Pas d’éclat non plus à espérer d’une triade de ténors sensiblement contaminés par la grisaille ambiante. Car s’il est inutile de s’attarder sur Xavier Mas, fort mal employé en Grand Prêtre, l’Arbace de Johan Weigel est à oublier de toute urgence, voix grelottante et incolore à laquelle ne reste que le magnifique récitatif accompagné Sventurata Sidon à massacrer, puisque ses deux airs ont été coupés par une âme charitable.
En comparaison, Paul Groves apparaît comme un modèle d’éloquence, et son Idomeneo est assurément plus incarné que celui de son prédécesseur Ramón Vargas. Mais le pur belcantisme de ce dernier n’avait pas de prix face au débraillé vocal du ténor américain. Sans tenue de timbre, sinon de souffle, dans la cavatine Accogli, oh re del mar, il ne cesse de trébucher, l’aigu déchiqueté et la souplesse en berne, sur les cascades d’ornements et autres extrapolations dont il surcharge paradoxalement la reprise de la version simplifiée de Fuor del mar.
Déjà appréciées ici-même dans leurs rôles respectifs, les dames apportent le baume d’une lumière salutaire. Toujours légère, Camilla Tilling apparaît cependant d’un lyrisme plus épanoui, jusqu’à déployer des réserves de dramatisme inattendues dans le récitatif liminaire. C’est que la soprano suédoise vide d’emblée toutes ses cartouches, pour redevenir ensuite une Ilia joliment policée, à l’italien sans relief.
Une Mireille Delunsch miraculeuse
Annoncée souffrante, Mireille Delunsch est pourtant dans une forme vocale assez miraculeuse, et pas seulement comparée à sa triste contre-performance de l’Opéra du Rhin en novembre 2007. Relevant tous les défis – la ligne suspendue de Soavi Zeffiri comprise –, surmontant tous les écueils – même les redoutables ut sardoniques du crucifiant D’Oreste e d’Aiace –, cette Elettra touche par son humanité souffrante, sincèrement éperdue, consommant la rupture avec ces furies vengeresses souvent ridicules imposées par une certaine tradition.
Solaire, galbée, frémissante, d’un emportement juvénile qui jamais ne semble composé – et c’est un exploit, sous cette perruque, dans ce costume qui décidément l’engoncent –, Joyce DiDonato refait, peut-être plus plein, plus assuré qu’il y a deux ans, l’Idamante de sa génération.
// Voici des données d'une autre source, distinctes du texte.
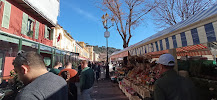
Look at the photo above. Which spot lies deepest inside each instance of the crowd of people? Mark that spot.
(59, 83)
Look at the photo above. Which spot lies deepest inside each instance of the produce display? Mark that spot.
(140, 74)
(144, 72)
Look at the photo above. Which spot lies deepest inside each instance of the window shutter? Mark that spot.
(36, 30)
(6, 15)
(45, 31)
(51, 34)
(24, 24)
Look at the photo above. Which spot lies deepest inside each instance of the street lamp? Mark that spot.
(106, 35)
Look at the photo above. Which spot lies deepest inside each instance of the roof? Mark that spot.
(193, 19)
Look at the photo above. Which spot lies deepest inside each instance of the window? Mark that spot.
(47, 34)
(183, 38)
(174, 41)
(210, 32)
(195, 36)
(27, 25)
(161, 45)
(156, 46)
(167, 43)
(145, 49)
(152, 47)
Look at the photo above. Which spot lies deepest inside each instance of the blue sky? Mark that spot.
(82, 19)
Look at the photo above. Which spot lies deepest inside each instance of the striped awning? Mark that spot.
(191, 48)
(195, 53)
(187, 37)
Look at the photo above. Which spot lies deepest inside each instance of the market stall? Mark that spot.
(192, 42)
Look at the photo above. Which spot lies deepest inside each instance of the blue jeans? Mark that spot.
(86, 94)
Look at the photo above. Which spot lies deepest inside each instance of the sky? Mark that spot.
(82, 19)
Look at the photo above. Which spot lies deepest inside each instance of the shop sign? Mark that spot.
(45, 48)
(9, 39)
(58, 51)
(33, 45)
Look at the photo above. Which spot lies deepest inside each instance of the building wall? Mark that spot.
(61, 40)
(15, 23)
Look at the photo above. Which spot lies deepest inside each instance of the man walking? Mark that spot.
(55, 69)
(86, 80)
(39, 83)
(171, 86)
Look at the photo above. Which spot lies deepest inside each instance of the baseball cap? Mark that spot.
(166, 59)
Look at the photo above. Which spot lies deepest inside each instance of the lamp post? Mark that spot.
(106, 35)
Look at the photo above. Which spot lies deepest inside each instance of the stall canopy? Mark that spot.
(189, 37)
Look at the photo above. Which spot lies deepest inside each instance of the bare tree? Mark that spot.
(170, 12)
(127, 14)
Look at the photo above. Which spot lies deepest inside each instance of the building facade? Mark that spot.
(23, 26)
(90, 50)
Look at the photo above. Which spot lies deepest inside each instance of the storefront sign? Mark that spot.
(9, 39)
(33, 45)
(58, 51)
(45, 48)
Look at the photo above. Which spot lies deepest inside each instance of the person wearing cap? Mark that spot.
(71, 77)
(86, 80)
(39, 83)
(55, 69)
(171, 86)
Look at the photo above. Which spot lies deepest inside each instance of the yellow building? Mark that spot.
(62, 39)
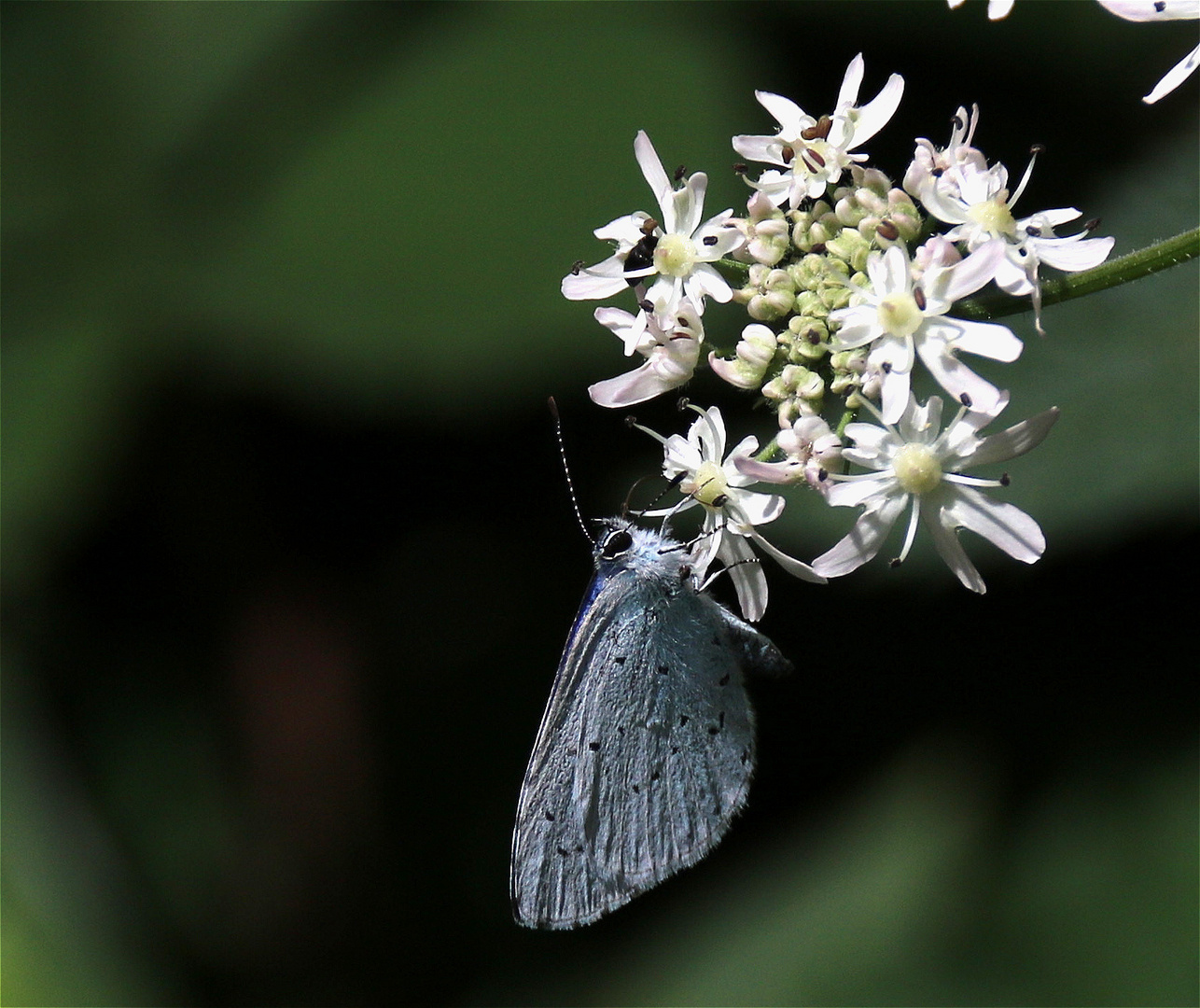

Dans la fosse, Thomas Hengelbrock a arrondi les angles, pour une direction certainement moins baroqueuse de son, mais pas de rhétorique. L’Orchestre de l’Opéra de Paris affiche rarement, surtout dans Mozart, cette capacité de rebond permanent, et cette souplesse qui, même dans les moments les plus dramatiques, fait chanter la ligne. Oui, ce soir, les bois – ceux-là mêmes qui à d’autres baguettes n’accordent qu’un souffle négligent, impatient – phrasent comme des dieux !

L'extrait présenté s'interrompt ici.